According to Schouwenberg, no customer data was accessed. "No real data has been accessed, and no data was revealed," he said.

The hackers, who are presumed to be Romanian, went public early Saturday in a blog post. There, they claimed that after launching a SQL injection attack on Kaspersky's U.S. support site, they were able to access a customer database that included e-mail addresses and software activation codes.

Schouwenberg confirmed that the database was hacked via a SQL injection attack, but he reiterated that only the database's table labels had been accessed by the hackers, not the data itself. "A more advanced hacker could have gotten access to the information," Schouwenberg acknowledged, "including activation codes for the product and e-mail addresses. But that didn't happen."

A pool of approximately 2,500 users' e-mail addresses and some 25,000 activation codes were at risk, he said.

Schouwenberg blamed a combination of vulnerable code crafted by an unnamed third-party vendor and poor code review by Kaspersky. "We could have done a bit more to protect ourselves," he said. He also acknowledged that both internal and external monitoring of the company's Web properties had not caught the error. "A piece of the [support] site did not receive the usual scrutiny," said Schouwenberg.

The revamped support site, part of the company's U.S. operations, had been relaunched Jan. 28, leaving the database open to attack from that time until 12:15 p.m. (EST) Saturday, when Kaspersky took the new site offline and swapped in the old version.

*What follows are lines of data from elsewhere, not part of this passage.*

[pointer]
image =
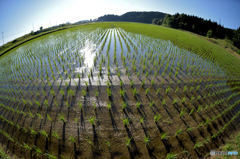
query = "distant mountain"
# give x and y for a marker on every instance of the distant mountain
(143, 17)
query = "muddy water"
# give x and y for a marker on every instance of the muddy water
(50, 76)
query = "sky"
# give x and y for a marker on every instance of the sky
(19, 17)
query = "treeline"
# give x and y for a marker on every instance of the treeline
(143, 17)
(199, 26)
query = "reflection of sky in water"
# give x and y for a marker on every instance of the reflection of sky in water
(69, 49)
(89, 52)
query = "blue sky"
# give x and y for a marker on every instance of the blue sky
(18, 17)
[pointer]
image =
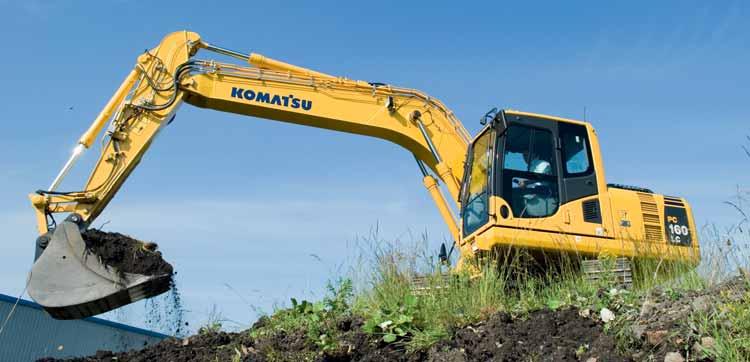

Kaspersky has hired Next Generation Security Software Ltd.'s David Litchfield, one of the world's experts on SQL injection attacks and database security, to do an independent audit of the company's systems. Schouwenberg said Kaspersky would make public the results of Litchfield's report, which is expected shortly.

"Something went wrong with our internal code-reviewing process," said Schouwenberg. "Obviously, we are not happy about that." Kaspersky is evaluating that process, he added, and the company "will be making it stricter than it was. We need to do a much better job to prevent this from happening again."

SQL injection attacks have become a major problem for Web sites, which at times have been compromised by such exploits in huge numbers. Last year, for example, more than half a million pages were hacked by a widespread campaign that compromised, among others, sites belonging to the United Nations.

Other high-profile sites that have been victimized by SQL injection attack include Microsoft's U.K.-based site.